The Proposed Settlement appoints the Registry to negotiate with Google on behalf of the entire class regarding new commercial uses of digital books, and releases Google from any copyright liability arising from those new uses. The Proposed
Settlement does not forbid the Registry from licensing these works to others. But the Registry can only act “to the extent permitted by law.” And the parties ... believe the Registry would lack the power and ability to license copyrighted books without the consent of the copyright owner – which consent cannot be obtained from the owners of orphan works. If the parties are correct, the Registry will lack the ability to provide competitors with licenses that will allow them to offer to the public anything like the full set of books Google can offer if the Settlement Proposal is approved.
Having said all this, the massive scanning and digital distribution of out of print and orphan works is a very good thing. It just can't be Google's good thing. And DOJ is literally telling Google how to fix this problem:
This risk of market foreclosure would be substantially ameliorated if the Proposed Settlement could be amended to provide some mechanism by which Google’s competitors’ could gain comparable access to orphan works (whatever such access turns out to be assuming the parties negotiate modifications to the settlement).
The Times quote the Authors Guild's paul Aiken: “Clearly, the Justice Department is saying ‘find something that would make this near universal library happen.’ ”
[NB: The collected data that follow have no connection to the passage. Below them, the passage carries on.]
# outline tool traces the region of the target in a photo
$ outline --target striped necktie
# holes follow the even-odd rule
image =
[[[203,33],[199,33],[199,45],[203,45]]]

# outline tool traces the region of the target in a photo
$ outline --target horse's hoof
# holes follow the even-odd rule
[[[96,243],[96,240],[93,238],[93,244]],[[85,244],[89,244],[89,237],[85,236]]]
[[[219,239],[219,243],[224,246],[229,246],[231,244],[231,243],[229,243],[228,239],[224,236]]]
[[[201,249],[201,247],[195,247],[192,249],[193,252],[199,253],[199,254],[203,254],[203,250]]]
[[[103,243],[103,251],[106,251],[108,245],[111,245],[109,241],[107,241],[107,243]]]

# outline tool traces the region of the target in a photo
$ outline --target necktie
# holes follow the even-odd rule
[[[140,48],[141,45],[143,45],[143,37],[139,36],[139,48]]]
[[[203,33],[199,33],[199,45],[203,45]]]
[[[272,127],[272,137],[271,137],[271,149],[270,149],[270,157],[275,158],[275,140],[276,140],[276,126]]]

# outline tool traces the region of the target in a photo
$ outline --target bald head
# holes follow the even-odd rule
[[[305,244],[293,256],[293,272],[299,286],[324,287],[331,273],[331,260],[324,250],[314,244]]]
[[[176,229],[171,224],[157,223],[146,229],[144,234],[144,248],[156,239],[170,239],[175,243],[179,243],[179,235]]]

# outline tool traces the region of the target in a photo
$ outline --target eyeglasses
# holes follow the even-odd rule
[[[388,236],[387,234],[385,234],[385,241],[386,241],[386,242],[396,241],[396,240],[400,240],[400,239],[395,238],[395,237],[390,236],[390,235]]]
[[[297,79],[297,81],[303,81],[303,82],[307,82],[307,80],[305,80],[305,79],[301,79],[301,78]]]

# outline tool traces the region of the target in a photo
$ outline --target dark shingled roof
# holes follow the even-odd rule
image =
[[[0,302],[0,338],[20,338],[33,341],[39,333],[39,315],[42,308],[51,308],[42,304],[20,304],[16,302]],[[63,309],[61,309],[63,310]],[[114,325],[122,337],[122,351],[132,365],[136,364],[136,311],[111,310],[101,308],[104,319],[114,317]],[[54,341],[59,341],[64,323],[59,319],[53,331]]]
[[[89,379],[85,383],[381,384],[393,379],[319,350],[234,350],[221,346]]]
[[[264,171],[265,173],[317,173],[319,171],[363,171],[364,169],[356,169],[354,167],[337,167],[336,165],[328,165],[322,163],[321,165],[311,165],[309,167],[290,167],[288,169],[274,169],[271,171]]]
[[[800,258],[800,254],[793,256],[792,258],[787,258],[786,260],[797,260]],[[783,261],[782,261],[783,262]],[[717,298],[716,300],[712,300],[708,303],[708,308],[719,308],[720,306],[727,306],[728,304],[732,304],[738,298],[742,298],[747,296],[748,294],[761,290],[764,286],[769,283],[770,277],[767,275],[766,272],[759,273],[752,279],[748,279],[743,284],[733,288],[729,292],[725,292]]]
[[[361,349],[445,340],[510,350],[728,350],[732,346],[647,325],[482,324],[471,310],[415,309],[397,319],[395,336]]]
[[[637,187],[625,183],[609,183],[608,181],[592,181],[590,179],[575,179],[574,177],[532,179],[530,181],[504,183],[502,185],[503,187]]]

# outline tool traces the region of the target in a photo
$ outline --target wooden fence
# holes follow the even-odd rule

Agreed, it would suck if we just had to go back to the current stupid system of orphan works being locked away and out-of-copyright books being stuck in libraries. The great hope is that what has happened so far can be extended to competitive, universal access in open formats. And now it looks like that might happen, thanks to the government. As Grimmelman notes:
The parties are scared enough to be talking seriously about changes, with each other and the government. The government is being the stern parent making them do it.